Die Initiative für kostenlose Notschlafplätze („INKONO“) wurde von MitarbeiterInnen der Wiener Wohnungslosenhilfe gemeinsam mit dem Österreichischen Berufsverband der SozialarbeiterInnen, Landesgruppe Wien, ins Leben gerufen. Unterstützt wird die Initiative bisher von: Straßenzeitung Augustin, Libertäre Initiative Sozial Arbeitender (LISA), Interessensgemeinschaft GPA-djp work@social, Konsequente Interessenvertretung/Unabhängige GewerkschafterInnen in der GdG – KMSfB, Armutskonferenz, Bundesarbeitsgemeinschaft Wohnungslosenhilfe (BAWO), Aktive Arbeitslose, Netzwerk Grundeinkommen und sozialer Zusammenhalt – BIEN Austria und Unabhängige GewerkschafterInnen im öffentlichen Dienst und Ausgegliederte.

Im Rahmen der Einführung der Bedarfsorientierten Mindestsicherung hat der Fond Soziales Wien (FSW) beschlossen, dass wohnungslose Menschen ab 1. September die Nachtnotquartiere nur noch 2 Monate kostenlos nutzen dürfen. Danach wird ein „Kostenbeitrag“ von 4 Euro pro Nacht bzw. 120 Euro pro Monat für die Übernachtung eingehoben. Damit wird von der bisherigen Praxis, die Schlafplätze generell kostenlos zur Verfügung zu stellen, abgegangen. Die Nachtnotquartiere dienen zur Überbrückung, bis ein Wohnplatz über das Beratungszentrum Wohnungslosenhilfe (BZWO) vermittelt werden kann. Bereits jetzt müssen Wohnungslose allerdings mehrere Wochen warten, um überhaupt einen Termin im BZWO zu bekommen. Die Verweildauer in den Nachtnotquartieren beträgt – je nach individueller Problemlage – zwischen 6 und 12 Monate, teilweise auch länger (z.B. Personen im Substitutionsprogramm oder Wohnungslose mit Hunden).

ExpertInnen gehen davon aus, dass zahlreiche Menschen, die bisher das niederschwellige Angebot der Nachtnotquartiere in Anspruch genommen haben, aufgrund der finanziellen und bürokratischen Hürde von diesem Hilfssystem ausgeschlossen werden, da sie etwa aufgrund von Suchterkrankungen (Spielsucht, Drogen, Alkohol, …) ihr Einkommen bereits verbraucht haben.

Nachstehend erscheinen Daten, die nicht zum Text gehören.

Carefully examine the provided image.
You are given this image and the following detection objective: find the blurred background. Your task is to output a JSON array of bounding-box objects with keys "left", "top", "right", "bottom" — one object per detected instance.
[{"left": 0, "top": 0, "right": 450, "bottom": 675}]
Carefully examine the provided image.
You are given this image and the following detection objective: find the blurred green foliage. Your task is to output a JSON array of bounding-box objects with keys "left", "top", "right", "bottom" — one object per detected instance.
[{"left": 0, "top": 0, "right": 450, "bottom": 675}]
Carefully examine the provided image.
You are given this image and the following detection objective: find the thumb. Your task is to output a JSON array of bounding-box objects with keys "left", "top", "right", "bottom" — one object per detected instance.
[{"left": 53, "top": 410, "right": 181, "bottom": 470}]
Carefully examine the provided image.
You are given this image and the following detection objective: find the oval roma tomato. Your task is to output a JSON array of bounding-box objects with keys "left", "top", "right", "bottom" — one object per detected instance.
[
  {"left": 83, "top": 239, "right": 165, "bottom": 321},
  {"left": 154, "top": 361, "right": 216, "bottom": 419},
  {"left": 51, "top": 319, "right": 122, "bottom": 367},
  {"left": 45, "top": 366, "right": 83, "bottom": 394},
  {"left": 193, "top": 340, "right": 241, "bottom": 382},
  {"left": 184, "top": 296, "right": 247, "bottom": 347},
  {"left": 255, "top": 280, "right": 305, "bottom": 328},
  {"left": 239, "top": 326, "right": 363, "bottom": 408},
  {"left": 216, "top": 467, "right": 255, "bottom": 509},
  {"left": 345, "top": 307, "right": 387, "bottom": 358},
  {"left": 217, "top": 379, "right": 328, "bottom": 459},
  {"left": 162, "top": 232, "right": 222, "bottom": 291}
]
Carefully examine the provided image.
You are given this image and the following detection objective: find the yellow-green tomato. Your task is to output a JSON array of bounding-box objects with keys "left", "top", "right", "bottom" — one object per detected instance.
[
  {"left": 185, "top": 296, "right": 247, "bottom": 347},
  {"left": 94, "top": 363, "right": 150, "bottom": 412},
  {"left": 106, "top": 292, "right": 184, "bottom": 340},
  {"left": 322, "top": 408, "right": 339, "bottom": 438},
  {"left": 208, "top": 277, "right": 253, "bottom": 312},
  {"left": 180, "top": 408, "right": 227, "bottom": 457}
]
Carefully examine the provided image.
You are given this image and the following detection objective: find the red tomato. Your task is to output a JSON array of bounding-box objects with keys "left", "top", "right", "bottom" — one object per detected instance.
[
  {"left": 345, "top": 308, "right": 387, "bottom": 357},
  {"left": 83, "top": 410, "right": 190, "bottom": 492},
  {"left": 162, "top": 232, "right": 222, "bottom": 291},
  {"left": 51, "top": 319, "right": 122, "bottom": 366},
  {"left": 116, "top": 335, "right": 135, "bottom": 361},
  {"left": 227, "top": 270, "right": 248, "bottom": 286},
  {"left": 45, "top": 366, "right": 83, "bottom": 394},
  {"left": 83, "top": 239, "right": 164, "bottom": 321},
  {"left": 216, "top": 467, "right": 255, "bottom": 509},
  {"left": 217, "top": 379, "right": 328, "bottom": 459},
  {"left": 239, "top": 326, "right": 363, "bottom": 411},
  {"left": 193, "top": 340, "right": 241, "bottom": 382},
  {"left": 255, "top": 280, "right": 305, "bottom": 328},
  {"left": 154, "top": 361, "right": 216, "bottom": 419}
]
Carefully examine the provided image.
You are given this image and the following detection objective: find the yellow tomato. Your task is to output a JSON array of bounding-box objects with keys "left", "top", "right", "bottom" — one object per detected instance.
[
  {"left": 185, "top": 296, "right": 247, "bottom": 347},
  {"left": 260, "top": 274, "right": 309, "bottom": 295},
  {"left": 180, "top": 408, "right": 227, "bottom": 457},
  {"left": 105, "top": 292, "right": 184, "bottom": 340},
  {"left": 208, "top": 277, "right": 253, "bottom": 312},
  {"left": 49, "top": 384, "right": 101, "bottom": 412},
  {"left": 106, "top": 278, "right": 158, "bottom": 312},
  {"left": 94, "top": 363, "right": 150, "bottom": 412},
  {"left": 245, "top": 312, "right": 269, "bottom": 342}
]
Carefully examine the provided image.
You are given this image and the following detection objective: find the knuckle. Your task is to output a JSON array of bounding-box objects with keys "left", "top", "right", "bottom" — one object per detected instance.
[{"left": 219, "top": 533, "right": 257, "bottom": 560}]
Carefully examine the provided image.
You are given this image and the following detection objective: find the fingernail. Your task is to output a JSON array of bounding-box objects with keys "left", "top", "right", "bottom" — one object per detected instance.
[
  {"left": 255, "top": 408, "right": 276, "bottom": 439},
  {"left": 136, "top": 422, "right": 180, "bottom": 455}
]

Zu befürchten ist, dass sozialarbeiterische Unterstützung für wohnungslose Menschen massiv erschwert würde und die betroffenen Menschen ohne Unterkunft auf der Straße landen. Die durch den Verwaltungsaufwand entstehenden Kosten stehen in keinem Verhältnis zu den zu erwartenden Einnahmen, gerade vor dem Hintergrund der überschaubaren Anzahl von Betroffenen. ExpertInnen befürchten darüber hinaus massive Folgekosten im Sozial- und Gesundheitsbereich, sowie vermehrte Konflikte im öffentlichen Raum.

Wir fordern daher die zuständige Sozialstadträtin Sonja Wehsely und die Verantwortlichen des Fonds Soziales Wien (FSW) auf, von der Einführung eines Kostenbeitrages für Nachtnotquartiere Abstand zu nehmen.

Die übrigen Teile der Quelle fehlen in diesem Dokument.